Asus R541N

BO Terry

Active Member
Reaction score
112
Location
NC
I have a client with an Asus R541N Notebook. It came to me last week after they were unable to turn it on. They got a low battery warning, moved it to several outlets, and finally it just turned off. I had it for a few days and was able to charge it consistently. It did immediately start a Windows update when I first got it powered on and connected to wi-fi so I thought possibly between the low power and a weird windows update glitch could have started the issue for them. I plugged it into the UPS on my workbench vs them plugging directly into a power outlet but that shouldn't make a difference beyond better practice. The charger is a super basic one with the "brick" connected to the plug vs in the middle so nothing to reseat. Their charger worked fine here. One test I did while here was I ran it all the way down without being plugged in. Left it drained/unplugged overnight and plugged it back in the next morning. It immediately started charging, no problem. Several reboots, unplug/replug and each time it registered the charged and showed "charging" each time.

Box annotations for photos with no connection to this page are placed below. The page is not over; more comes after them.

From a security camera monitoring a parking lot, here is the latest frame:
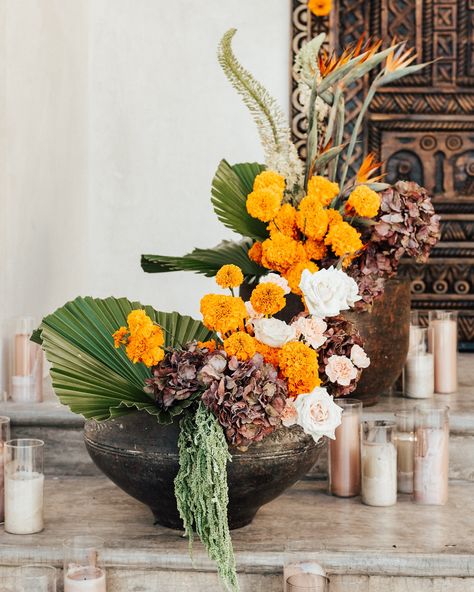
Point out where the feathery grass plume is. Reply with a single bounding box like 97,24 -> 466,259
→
174,404 -> 239,592
217,29 -> 303,193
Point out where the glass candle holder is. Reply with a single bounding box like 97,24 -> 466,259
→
328,399 -> 362,497
4,439 -> 44,534
286,573 -> 329,592
10,317 -> 43,403
413,406 -> 449,505
361,421 -> 397,506
64,536 -> 106,592
0,416 -> 10,523
429,310 -> 458,394
395,410 -> 415,493
403,326 -> 434,399
17,565 -> 56,592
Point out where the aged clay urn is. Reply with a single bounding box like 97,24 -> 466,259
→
240,278 -> 411,406
84,412 -> 323,529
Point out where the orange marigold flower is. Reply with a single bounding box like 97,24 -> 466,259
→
308,0 -> 332,16
304,238 -> 327,261
324,222 -> 364,257
267,204 -> 298,238
261,232 -> 304,273
308,175 -> 339,206
112,327 -> 128,349
346,185 -> 380,218
246,186 -> 283,222
296,195 -> 329,240
327,208 -> 344,227
255,340 -> 280,368
198,339 -> 216,353
224,331 -> 257,362
285,261 -> 319,295
279,341 -> 321,396
248,242 -> 262,265
250,282 -> 286,315
253,171 -> 285,192
201,294 -> 248,335
216,264 -> 244,288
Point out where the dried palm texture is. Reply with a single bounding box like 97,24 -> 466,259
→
199,351 -> 287,450
318,315 -> 364,397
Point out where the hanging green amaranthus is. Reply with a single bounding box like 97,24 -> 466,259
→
174,403 -> 239,592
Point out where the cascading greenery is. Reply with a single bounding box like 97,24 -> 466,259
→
175,403 -> 239,592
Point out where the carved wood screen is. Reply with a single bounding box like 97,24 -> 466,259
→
291,0 -> 474,349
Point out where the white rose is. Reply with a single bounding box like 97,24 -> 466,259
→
351,344 -> 370,368
295,386 -> 342,442
253,318 -> 296,347
300,266 -> 361,318
258,273 -> 291,294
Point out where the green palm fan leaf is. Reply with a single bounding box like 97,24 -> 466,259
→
32,297 -> 213,423
141,239 -> 265,281
211,160 -> 268,240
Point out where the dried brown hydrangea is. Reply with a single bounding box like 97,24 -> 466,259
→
199,351 -> 287,450
349,181 -> 440,309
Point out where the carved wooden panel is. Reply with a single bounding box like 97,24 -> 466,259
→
291,0 -> 474,347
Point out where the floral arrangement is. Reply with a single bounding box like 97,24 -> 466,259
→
33,23 -> 439,591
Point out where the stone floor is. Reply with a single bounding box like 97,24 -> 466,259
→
0,354 -> 474,592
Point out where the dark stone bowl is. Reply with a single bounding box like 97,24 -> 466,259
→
84,412 -> 323,529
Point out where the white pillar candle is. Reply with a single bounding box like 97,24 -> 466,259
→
413,423 -> 449,505
361,442 -> 397,506
404,352 -> 434,399
397,432 -> 415,493
5,470 -> 44,534
64,565 -> 107,592
430,313 -> 458,394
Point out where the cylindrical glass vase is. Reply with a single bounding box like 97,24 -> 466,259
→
64,536 -> 107,592
395,410 -> 415,493
328,399 -> 362,497
0,416 -> 10,523
403,327 -> 434,399
16,565 -> 57,592
10,317 -> 43,403
413,406 -> 449,505
5,438 -> 44,534
429,310 -> 458,394
286,573 -> 329,592
361,421 -> 397,506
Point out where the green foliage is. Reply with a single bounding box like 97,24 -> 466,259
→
211,160 -> 268,240
217,29 -> 289,160
142,239 -> 265,281
32,297 -> 213,423
175,403 -> 239,592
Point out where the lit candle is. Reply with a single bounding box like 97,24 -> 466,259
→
64,565 -> 107,592
361,421 -> 397,506
430,310 -> 458,394
5,439 -> 44,534
328,399 -> 362,497
413,407 -> 449,505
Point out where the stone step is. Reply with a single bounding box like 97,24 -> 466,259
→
0,354 -> 474,481
0,477 -> 474,592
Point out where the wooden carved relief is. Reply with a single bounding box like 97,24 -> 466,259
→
292,0 -> 474,349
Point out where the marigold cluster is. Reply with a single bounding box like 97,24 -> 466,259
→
324,222 -> 364,257
308,175 -> 339,206
346,185 -> 380,218
201,294 -> 248,335
224,331 -> 257,362
279,341 -> 321,396
112,310 -> 165,367
216,264 -> 244,288
250,282 -> 286,315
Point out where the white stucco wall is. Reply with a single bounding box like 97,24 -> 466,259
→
0,0 -> 290,388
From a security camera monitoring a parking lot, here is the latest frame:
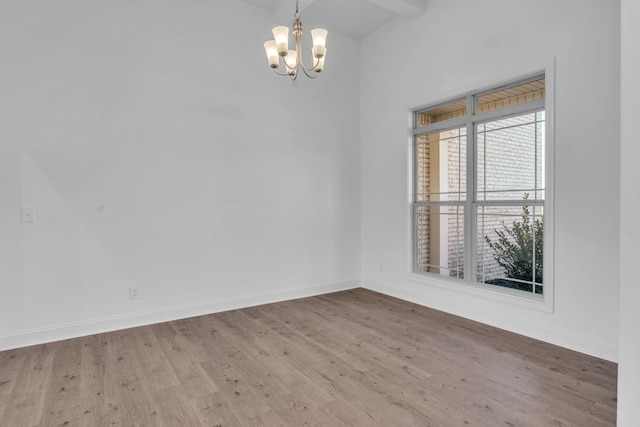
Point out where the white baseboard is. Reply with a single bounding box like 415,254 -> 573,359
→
0,280 -> 360,351
362,281 -> 618,362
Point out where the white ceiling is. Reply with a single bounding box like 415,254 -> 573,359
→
243,0 -> 427,38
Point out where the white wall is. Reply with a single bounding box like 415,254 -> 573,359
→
618,0 -> 640,427
361,0 -> 620,360
0,0 -> 360,349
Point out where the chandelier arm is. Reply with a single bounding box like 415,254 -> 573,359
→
272,67 -> 289,76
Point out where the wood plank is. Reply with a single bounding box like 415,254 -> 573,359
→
0,289 -> 617,427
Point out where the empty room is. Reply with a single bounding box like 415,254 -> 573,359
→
0,0 -> 640,427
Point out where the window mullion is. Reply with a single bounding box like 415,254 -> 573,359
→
464,95 -> 478,282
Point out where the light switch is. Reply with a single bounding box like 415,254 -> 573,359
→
20,208 -> 36,222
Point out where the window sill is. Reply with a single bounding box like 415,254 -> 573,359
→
405,272 -> 553,312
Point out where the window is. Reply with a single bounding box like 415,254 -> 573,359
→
413,75 -> 547,296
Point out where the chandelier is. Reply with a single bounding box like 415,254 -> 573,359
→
264,0 -> 327,80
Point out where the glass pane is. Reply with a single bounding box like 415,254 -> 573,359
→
476,78 -> 545,113
476,112 -> 545,201
415,128 -> 467,202
416,100 -> 467,127
476,205 -> 544,294
415,206 -> 464,278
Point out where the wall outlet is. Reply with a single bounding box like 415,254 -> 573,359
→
20,207 -> 36,222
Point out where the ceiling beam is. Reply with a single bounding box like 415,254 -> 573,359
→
271,0 -> 315,25
368,0 -> 427,16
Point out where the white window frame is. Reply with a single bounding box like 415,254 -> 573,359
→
406,66 -> 555,312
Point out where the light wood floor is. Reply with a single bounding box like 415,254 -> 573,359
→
0,289 -> 617,427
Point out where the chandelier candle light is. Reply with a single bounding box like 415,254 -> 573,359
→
264,0 -> 327,80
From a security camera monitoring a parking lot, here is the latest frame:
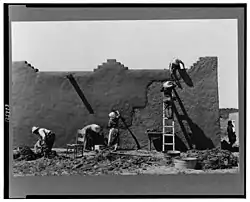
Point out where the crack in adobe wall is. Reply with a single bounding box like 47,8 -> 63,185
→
12,58 -> 219,150
120,57 -> 220,151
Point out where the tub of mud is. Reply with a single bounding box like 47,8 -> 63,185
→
167,150 -> 181,157
173,157 -> 197,169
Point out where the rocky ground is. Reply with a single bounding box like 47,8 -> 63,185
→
13,148 -> 239,176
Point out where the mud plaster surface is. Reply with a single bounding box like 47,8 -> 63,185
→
12,57 -> 220,148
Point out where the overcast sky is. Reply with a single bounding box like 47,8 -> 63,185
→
11,19 -> 238,108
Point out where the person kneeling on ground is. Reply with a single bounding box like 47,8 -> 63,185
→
31,126 -> 55,156
77,124 -> 101,150
108,111 -> 120,151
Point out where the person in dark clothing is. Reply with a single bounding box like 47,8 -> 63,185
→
108,111 -> 120,150
227,120 -> 236,146
169,58 -> 184,76
32,126 -> 55,156
161,81 -> 176,119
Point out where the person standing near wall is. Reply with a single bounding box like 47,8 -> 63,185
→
77,124 -> 101,150
108,110 -> 120,151
31,126 -> 55,156
169,58 -> 185,76
161,81 -> 176,119
227,120 -> 236,146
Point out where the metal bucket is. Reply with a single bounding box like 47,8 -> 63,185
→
174,158 -> 197,169
167,151 -> 181,157
95,145 -> 104,151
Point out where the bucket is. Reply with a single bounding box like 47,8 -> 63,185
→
174,158 -> 197,169
167,151 -> 181,157
95,145 -> 104,151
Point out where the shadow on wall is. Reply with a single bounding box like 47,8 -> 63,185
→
173,85 -> 214,150
152,135 -> 188,152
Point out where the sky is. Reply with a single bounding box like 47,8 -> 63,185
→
11,19 -> 239,108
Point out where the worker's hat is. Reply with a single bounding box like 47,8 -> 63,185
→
163,81 -> 175,88
92,124 -> 101,133
109,112 -> 116,118
31,126 -> 39,133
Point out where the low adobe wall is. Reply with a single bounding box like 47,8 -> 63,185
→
12,57 -> 220,149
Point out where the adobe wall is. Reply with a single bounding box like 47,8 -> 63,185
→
12,57 -> 220,149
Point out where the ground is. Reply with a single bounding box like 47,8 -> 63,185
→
13,149 -> 239,176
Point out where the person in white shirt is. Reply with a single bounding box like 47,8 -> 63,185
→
31,126 -> 55,155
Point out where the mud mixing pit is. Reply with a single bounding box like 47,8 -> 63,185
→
13,149 -> 239,177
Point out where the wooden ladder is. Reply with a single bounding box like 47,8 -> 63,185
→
162,92 -> 175,152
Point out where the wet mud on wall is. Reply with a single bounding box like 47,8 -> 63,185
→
12,57 -> 220,151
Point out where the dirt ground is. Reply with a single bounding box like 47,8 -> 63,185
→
13,149 -> 239,176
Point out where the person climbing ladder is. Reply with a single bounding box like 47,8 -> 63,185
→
161,81 -> 176,119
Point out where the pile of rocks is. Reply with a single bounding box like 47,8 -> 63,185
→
183,148 -> 239,169
13,146 -> 58,161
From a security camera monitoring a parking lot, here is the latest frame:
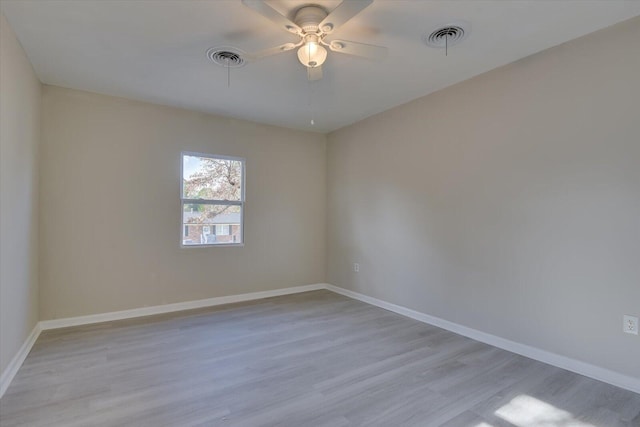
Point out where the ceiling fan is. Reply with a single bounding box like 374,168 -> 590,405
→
242,0 -> 387,81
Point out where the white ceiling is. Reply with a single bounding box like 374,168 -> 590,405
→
0,0 -> 640,132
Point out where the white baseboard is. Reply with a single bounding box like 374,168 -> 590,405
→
0,283 -> 327,397
0,323 -> 42,397
40,283 -> 326,331
0,283 -> 640,397
326,284 -> 640,393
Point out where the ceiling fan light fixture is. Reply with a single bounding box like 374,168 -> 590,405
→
298,40 -> 327,68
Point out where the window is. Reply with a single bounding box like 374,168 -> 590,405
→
181,153 -> 244,246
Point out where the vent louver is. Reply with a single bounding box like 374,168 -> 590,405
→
207,47 -> 247,68
422,24 -> 469,48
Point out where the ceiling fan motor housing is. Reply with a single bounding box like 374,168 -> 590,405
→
294,6 -> 328,33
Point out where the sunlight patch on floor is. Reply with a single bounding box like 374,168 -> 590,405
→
495,395 -> 596,427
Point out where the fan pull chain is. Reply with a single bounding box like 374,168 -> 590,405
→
307,72 -> 316,126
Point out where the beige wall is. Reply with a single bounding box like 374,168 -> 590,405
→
40,86 -> 326,320
327,18 -> 640,378
0,14 -> 41,372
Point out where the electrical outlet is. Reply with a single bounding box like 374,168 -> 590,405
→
622,314 -> 638,335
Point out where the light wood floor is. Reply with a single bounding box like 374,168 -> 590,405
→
0,291 -> 640,427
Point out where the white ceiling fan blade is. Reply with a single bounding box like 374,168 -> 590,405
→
242,0 -> 302,34
245,43 -> 302,61
328,40 -> 387,60
307,66 -> 322,82
318,0 -> 373,34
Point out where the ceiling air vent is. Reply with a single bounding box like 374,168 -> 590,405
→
422,22 -> 469,48
207,47 -> 247,68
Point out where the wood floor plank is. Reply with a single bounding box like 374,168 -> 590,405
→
0,291 -> 640,427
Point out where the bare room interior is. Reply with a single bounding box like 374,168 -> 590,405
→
0,0 -> 640,427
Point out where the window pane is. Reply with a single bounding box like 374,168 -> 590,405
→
182,154 -> 242,201
182,203 -> 242,246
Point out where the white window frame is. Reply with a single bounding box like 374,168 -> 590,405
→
179,151 -> 247,249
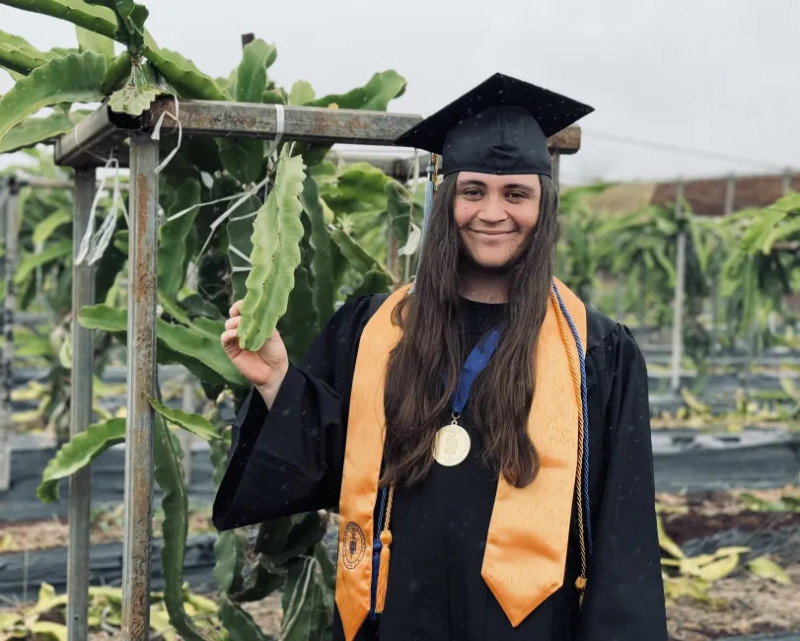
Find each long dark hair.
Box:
[381,174,559,487]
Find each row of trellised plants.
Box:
[0,0,800,640]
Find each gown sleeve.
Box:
[212,297,376,530]
[578,326,667,641]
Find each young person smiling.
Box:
[214,74,666,641]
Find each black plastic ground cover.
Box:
[0,447,215,531]
[0,430,800,530]
[0,534,217,601]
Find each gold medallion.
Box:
[433,416,470,467]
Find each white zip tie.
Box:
[86,168,122,265]
[150,96,183,175]
[164,191,246,223]
[75,156,119,265]
[197,176,269,262]
[231,210,258,222]
[228,243,253,265]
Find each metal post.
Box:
[67,167,95,641]
[723,174,736,216]
[177,372,196,488]
[0,178,19,490]
[0,178,11,491]
[122,131,158,641]
[670,180,686,394]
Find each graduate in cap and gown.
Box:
[213,74,666,641]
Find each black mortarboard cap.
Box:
[395,73,594,176]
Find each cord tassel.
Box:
[575,576,586,608]
[375,530,392,614]
[375,485,394,614]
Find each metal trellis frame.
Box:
[45,98,581,641]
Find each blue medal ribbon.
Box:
[452,324,503,415]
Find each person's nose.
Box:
[478,195,508,225]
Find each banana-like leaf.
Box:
[14,240,72,287]
[278,263,320,362]
[0,30,52,75]
[85,0,148,57]
[289,80,315,105]
[0,51,106,141]
[108,61,171,116]
[75,26,114,60]
[212,530,247,594]
[235,38,277,102]
[747,556,792,585]
[144,45,225,100]
[761,216,800,254]
[78,305,248,387]
[32,209,72,245]
[306,70,406,111]
[331,228,382,274]
[150,410,205,641]
[281,556,333,641]
[219,592,274,641]
[2,0,117,38]
[225,196,262,300]
[36,418,125,503]
[0,39,47,76]
[300,176,336,327]
[156,290,192,325]
[740,210,786,254]
[158,180,200,298]
[150,398,222,441]
[101,51,133,96]
[239,147,305,351]
[0,111,84,154]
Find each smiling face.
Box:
[453,171,541,270]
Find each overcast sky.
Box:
[0,0,800,183]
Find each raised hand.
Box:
[220,300,289,408]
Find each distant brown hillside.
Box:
[587,174,800,216]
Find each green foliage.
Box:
[0,51,106,143]
[300,176,336,326]
[239,147,305,350]
[36,418,125,503]
[153,410,205,641]
[158,175,200,298]
[108,60,171,116]
[79,305,246,387]
[150,399,222,441]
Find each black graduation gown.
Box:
[213,297,667,641]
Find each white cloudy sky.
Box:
[0,0,800,183]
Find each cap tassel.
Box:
[421,154,437,250]
[375,486,394,614]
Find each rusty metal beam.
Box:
[54,105,134,167]
[142,98,421,145]
[55,98,581,167]
[122,132,158,641]
[67,168,95,641]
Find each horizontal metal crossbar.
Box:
[55,98,581,167]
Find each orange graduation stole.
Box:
[336,281,586,641]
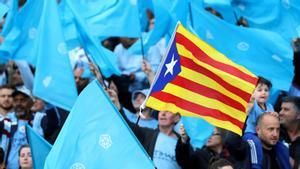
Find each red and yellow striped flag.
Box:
[146,24,257,135]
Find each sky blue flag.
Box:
[204,0,238,24]
[1,0,19,37]
[60,0,141,45]
[0,0,44,65]
[33,0,77,110]
[44,80,154,169]
[232,0,300,42]
[181,116,215,148]
[0,3,9,18]
[26,125,52,169]
[192,8,294,90]
[66,0,121,77]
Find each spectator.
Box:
[107,89,180,169]
[251,112,291,169]
[176,125,250,169]
[243,77,274,169]
[279,96,300,169]
[208,158,233,169]
[123,89,158,129]
[19,144,33,169]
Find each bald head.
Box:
[256,112,280,149]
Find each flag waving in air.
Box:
[146,24,257,135]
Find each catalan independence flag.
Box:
[146,24,257,135]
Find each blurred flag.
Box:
[0,3,9,18]
[44,80,154,169]
[0,0,44,65]
[232,0,300,43]
[146,24,257,135]
[33,0,78,110]
[26,125,52,169]
[192,6,294,91]
[60,0,141,44]
[66,0,121,77]
[1,0,19,37]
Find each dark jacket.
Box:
[120,109,180,159]
[176,133,250,169]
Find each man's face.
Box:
[254,84,270,103]
[206,128,222,148]
[256,115,280,148]
[279,102,300,126]
[133,93,146,110]
[13,93,33,114]
[158,111,179,127]
[0,88,13,110]
[74,68,89,93]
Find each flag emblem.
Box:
[146,24,257,135]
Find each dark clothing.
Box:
[120,109,180,159]
[41,107,69,144]
[280,126,300,169]
[263,148,282,169]
[176,132,250,169]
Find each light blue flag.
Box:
[60,0,141,43]
[33,0,77,110]
[44,80,154,169]
[204,0,238,24]
[232,0,300,42]
[192,8,294,90]
[26,124,52,169]
[181,116,215,148]
[0,0,44,65]
[66,0,121,77]
[0,3,9,18]
[1,0,19,37]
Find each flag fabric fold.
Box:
[146,24,257,135]
[44,80,154,169]
[33,0,78,110]
[26,125,52,169]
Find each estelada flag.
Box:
[146,24,258,135]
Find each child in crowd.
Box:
[243,77,274,168]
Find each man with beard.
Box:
[279,96,300,169]
[0,85,17,160]
[254,112,291,169]
[7,87,33,169]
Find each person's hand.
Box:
[106,89,121,110]
[142,59,152,75]
[246,95,255,115]
[179,124,188,144]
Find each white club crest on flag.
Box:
[99,134,112,149]
[70,163,85,169]
[238,4,246,11]
[296,25,300,36]
[57,42,68,55]
[237,42,250,51]
[28,27,37,39]
[272,54,282,62]
[130,0,137,5]
[43,76,52,88]
[206,29,214,39]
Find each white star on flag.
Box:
[164,54,178,76]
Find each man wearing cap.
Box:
[123,89,158,129]
[0,85,17,160]
[7,87,33,169]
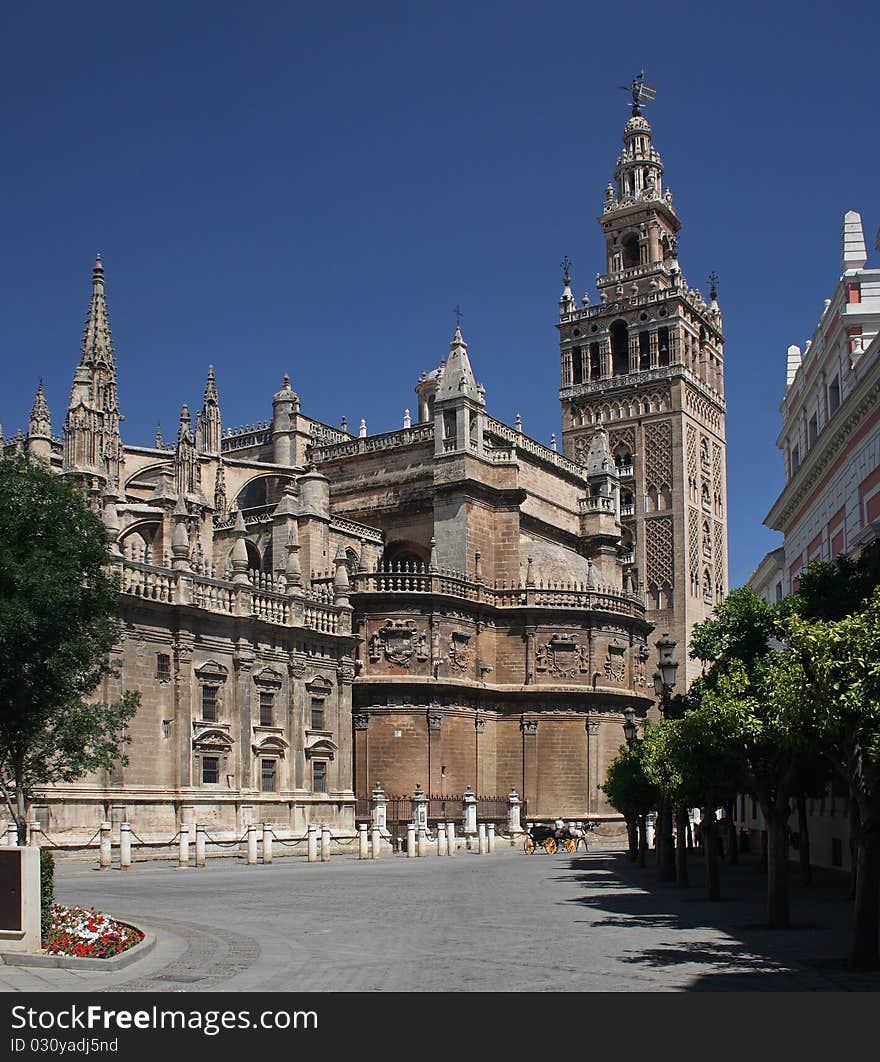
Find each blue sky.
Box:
[0,0,880,586]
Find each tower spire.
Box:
[81,254,114,366]
[64,254,122,483]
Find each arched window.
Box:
[657,328,670,365]
[623,233,641,269]
[610,321,629,376]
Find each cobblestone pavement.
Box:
[0,847,880,992]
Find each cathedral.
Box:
[3,92,727,841]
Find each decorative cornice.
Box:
[764,375,880,532]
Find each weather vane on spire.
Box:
[619,70,657,118]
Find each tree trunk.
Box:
[849,793,861,900]
[761,797,790,929]
[849,798,880,967]
[724,801,740,863]
[797,793,813,886]
[701,807,721,900]
[675,807,690,889]
[657,797,675,881]
[15,772,28,844]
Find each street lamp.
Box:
[623,705,639,749]
[654,632,687,884]
[654,633,678,718]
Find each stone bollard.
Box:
[119,822,133,870]
[263,822,272,867]
[177,822,189,870]
[462,786,477,847]
[98,822,113,870]
[195,822,208,867]
[507,789,522,845]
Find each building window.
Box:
[156,653,171,682]
[260,759,278,793]
[260,689,275,726]
[312,759,327,793]
[202,686,217,723]
[571,346,584,383]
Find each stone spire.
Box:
[195,365,223,457]
[559,255,575,316]
[64,255,122,483]
[174,404,197,494]
[841,210,867,273]
[80,255,116,376]
[28,380,52,438]
[434,325,486,406]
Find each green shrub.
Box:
[39,849,55,940]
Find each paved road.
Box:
[0,847,880,992]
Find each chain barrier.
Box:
[330,834,358,847]
[36,826,101,852]
[202,829,247,849]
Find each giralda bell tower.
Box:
[558,75,727,692]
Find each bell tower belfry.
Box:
[558,76,727,679]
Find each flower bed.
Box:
[42,904,143,959]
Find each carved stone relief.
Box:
[369,619,428,667]
[535,634,589,679]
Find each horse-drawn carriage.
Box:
[522,822,598,856]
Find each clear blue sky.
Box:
[0,0,880,586]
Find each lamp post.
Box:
[623,704,648,867]
[654,633,687,885]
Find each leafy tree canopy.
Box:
[0,456,138,824]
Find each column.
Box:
[586,719,600,815]
[520,719,538,815]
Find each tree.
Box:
[786,588,880,966]
[0,455,139,843]
[642,709,742,900]
[691,586,815,929]
[601,743,659,867]
[782,548,880,621]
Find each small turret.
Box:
[28,380,52,461]
[195,365,223,457]
[272,373,300,465]
[434,326,486,456]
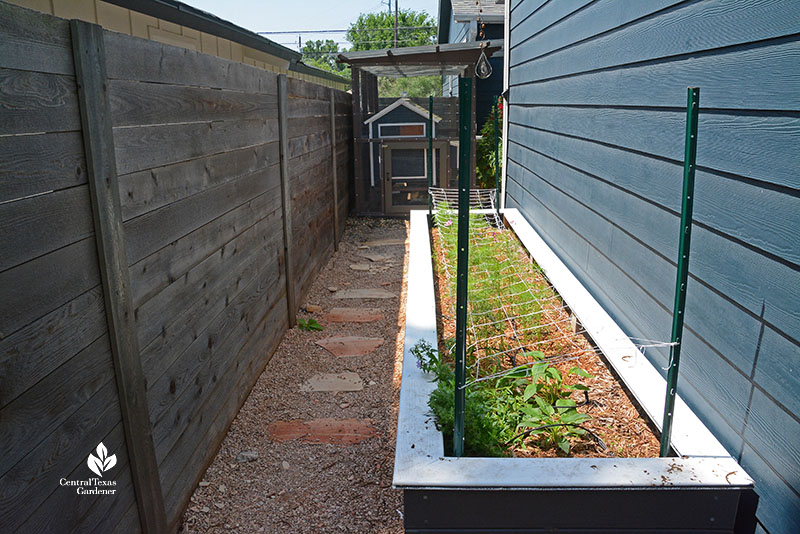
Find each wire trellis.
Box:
[430,188,670,387]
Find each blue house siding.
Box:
[506,0,800,534]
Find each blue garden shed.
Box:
[504,0,800,534]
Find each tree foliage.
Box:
[347,9,436,51]
[302,39,348,76]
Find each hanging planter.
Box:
[393,210,755,533]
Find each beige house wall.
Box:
[6,0,347,91]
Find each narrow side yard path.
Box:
[181,219,408,534]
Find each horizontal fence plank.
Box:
[109,80,278,127]
[119,143,278,221]
[0,2,75,76]
[509,41,800,111]
[105,31,278,94]
[512,0,800,83]
[0,237,100,337]
[0,287,106,407]
[120,165,280,264]
[0,132,86,203]
[130,188,277,307]
[0,185,94,271]
[0,335,114,482]
[0,69,81,135]
[114,119,278,174]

They got their laptop back yesterday and used it for a few hours on the battery last night, no issue. This morning after using it for a bit, they got the low battery message again. They tried multiple outlets and it would not start charging. The outlets are working because at least one they tried was the same outlet they have another laptop plugged into.

Any idea why this would happen? Pending failure of some sort?
 
I'd assume the power brick is on the way out. The charging circuitry in the laptop needs a minimum voltage to engage. If the brick is spitting out that minimum voltage... simply going home is going to change it. The base number of volts in their wall sockets is very different than yours, especially if you have a line interactive UPS or greater in the way. If for whatever reason at home the brick is stuck spitting out just 1v less than tolerance... it won't work.

And well... chargers are cheap, so it's a quick and dirty thing to swap.